Según explicó, el escenario ya tuvo consecuencias concretas en el sector, con cierres de sucursales y negocios que hoy funcionan únicamente para sostener costos.
“La rentabilidad da para sostenerse nada más. No creo que estén ganando mucha plata; apenas alcanza para mantener la estructura”, señaló.
Schreiber describió que detrás del mostrador existe una cadena de costos que muchas veces no se ve: tarifas, personal especializado, mantenimiento de cámaras, logística y distribución.
En cuanto al cambio de hábitos de consumo, indicó que muchas familias reemplazaron directamente la carne por productos más accesibles.
“La gente reemplazó la carne por fideos y por pollo.”
Y ejemplificó el ajuste cotidiano con una escena que, según dijo, se volvió habitual:
“Antes se llevaban un kilo y medio de picada, hoy llevan medio kilo para hacer la misma comida.”

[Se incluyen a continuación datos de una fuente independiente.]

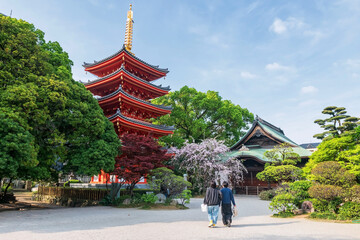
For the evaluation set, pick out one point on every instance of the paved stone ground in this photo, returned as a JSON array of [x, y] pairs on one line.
[[253, 222]]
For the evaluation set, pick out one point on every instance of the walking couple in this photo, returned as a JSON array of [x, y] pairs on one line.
[[213, 198]]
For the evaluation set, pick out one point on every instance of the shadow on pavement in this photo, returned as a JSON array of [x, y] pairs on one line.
[[259, 224]]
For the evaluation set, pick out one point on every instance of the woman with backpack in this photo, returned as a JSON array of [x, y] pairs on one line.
[[212, 200]]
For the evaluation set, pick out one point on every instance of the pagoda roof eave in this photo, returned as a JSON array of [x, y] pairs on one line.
[[123, 49], [268, 128], [120, 90], [163, 128], [122, 69]]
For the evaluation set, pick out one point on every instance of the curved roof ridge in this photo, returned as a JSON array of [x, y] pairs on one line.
[[135, 98], [269, 124], [160, 127], [123, 49], [122, 68]]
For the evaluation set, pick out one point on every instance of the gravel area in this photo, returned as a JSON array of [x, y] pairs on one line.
[[253, 222]]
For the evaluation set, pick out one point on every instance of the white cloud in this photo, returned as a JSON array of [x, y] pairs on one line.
[[353, 63], [279, 26], [308, 89], [251, 7], [247, 75], [277, 67], [307, 103], [315, 35]]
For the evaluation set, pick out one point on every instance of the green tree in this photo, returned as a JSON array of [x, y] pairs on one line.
[[60, 118], [198, 116], [282, 166], [345, 150], [282, 154], [279, 173], [331, 173], [336, 124]]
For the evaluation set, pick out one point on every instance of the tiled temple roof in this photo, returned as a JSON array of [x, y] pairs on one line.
[[267, 127], [136, 99], [160, 127], [123, 49], [122, 68]]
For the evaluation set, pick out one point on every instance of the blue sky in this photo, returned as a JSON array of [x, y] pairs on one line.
[[283, 60]]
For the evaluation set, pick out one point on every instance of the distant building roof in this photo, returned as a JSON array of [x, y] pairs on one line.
[[309, 145], [244, 149]]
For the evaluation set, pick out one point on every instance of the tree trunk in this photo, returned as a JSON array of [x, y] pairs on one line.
[[115, 188], [5, 191]]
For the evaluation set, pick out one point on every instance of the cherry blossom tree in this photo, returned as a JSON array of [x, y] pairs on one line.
[[207, 161]]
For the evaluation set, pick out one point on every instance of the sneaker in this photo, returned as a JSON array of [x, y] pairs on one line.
[[211, 224]]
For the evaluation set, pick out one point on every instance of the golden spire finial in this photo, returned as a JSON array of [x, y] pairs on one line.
[[129, 29]]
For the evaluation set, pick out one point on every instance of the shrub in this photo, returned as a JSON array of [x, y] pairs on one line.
[[106, 201], [321, 205], [165, 179], [299, 189], [10, 190], [185, 196], [350, 210], [67, 184], [331, 173], [279, 173], [119, 201], [324, 215], [149, 198], [353, 194], [137, 198], [283, 203], [267, 195], [325, 192]]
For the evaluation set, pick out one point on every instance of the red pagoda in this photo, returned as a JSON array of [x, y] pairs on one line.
[[124, 89]]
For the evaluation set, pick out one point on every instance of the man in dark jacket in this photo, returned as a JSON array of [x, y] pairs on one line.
[[227, 199], [212, 200]]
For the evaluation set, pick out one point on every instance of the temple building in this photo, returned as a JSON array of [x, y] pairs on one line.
[[250, 149], [124, 89]]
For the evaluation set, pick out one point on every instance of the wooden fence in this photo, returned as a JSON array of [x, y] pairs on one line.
[[74, 193]]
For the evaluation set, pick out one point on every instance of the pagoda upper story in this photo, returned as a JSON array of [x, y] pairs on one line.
[[131, 63], [124, 90]]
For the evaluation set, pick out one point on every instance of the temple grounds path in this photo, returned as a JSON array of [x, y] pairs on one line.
[[253, 222]]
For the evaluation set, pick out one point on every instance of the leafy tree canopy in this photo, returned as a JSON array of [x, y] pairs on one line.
[[282, 154], [337, 124], [282, 166], [279, 173], [140, 155], [49, 117], [331, 173], [198, 116], [345, 150]]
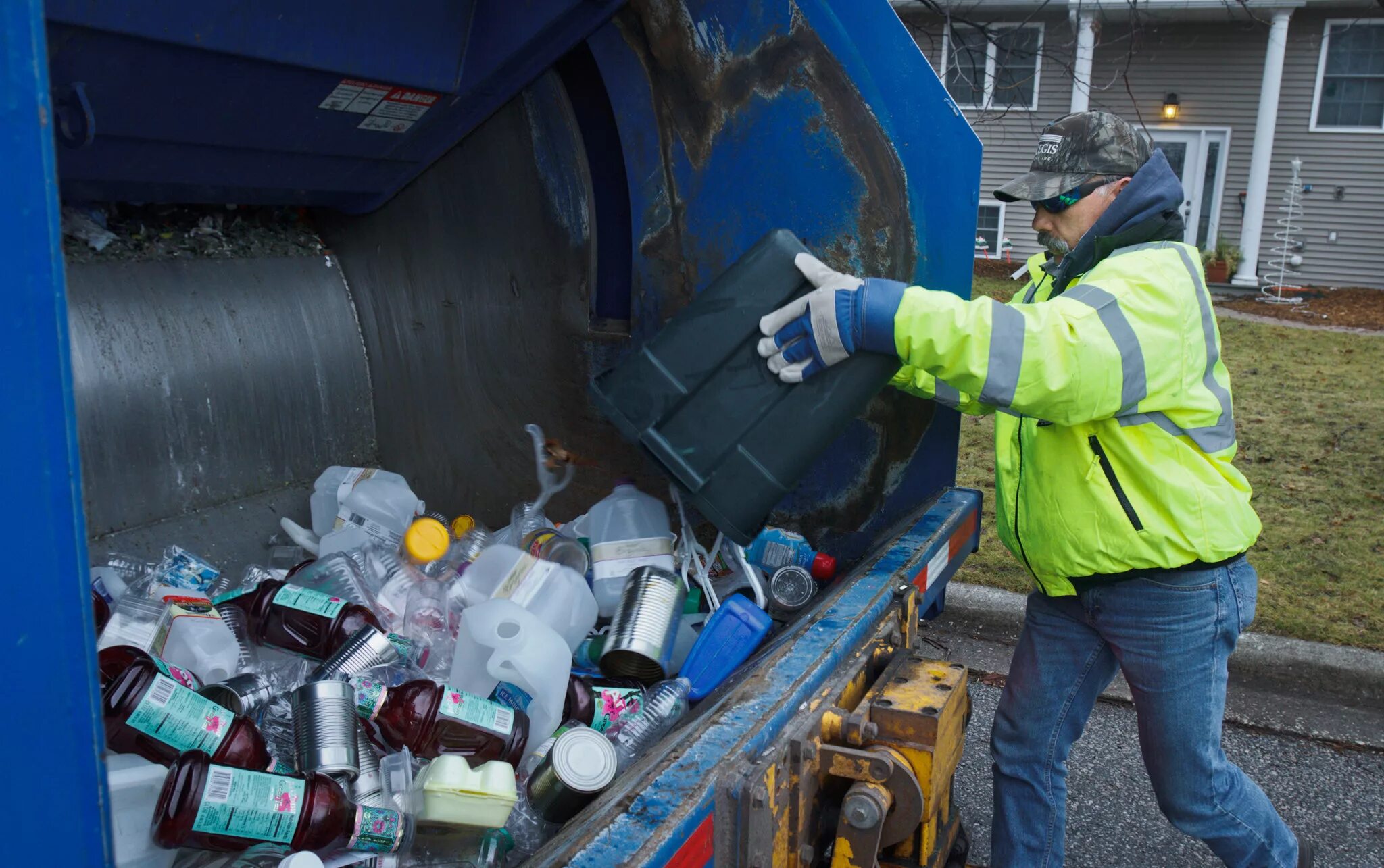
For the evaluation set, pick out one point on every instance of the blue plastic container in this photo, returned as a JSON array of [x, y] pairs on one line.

Sin embargo, remarcó que el problema ya no se limita únicamente a la carne.
“Cayó todo el consumo general. Cayó el consumo de leche, y eso es grave.”
En una de las frases más contundentes de la entrevista, alertó sobre el impacto social del deterioro económico.
“Implica que a los chicos les estamos dando más mate cocido que leche.”
Para Schreiber, el origen del problema está directamente relacionado con la situación laboral de la ciudad.
“Acá se nota más por la falta de trabajo.”
Finalmente, describió un clima social marcado por el desánimo y la retracción del consumo.
“La gente ya ni sale a la calle. Sale solamente por lo mínimo indispensable.”
El referente comercial sostuvo que el escenario actual refleja una economía cada vez más orientada a la subsistencia y con familias priorizando únicamente lo esencial.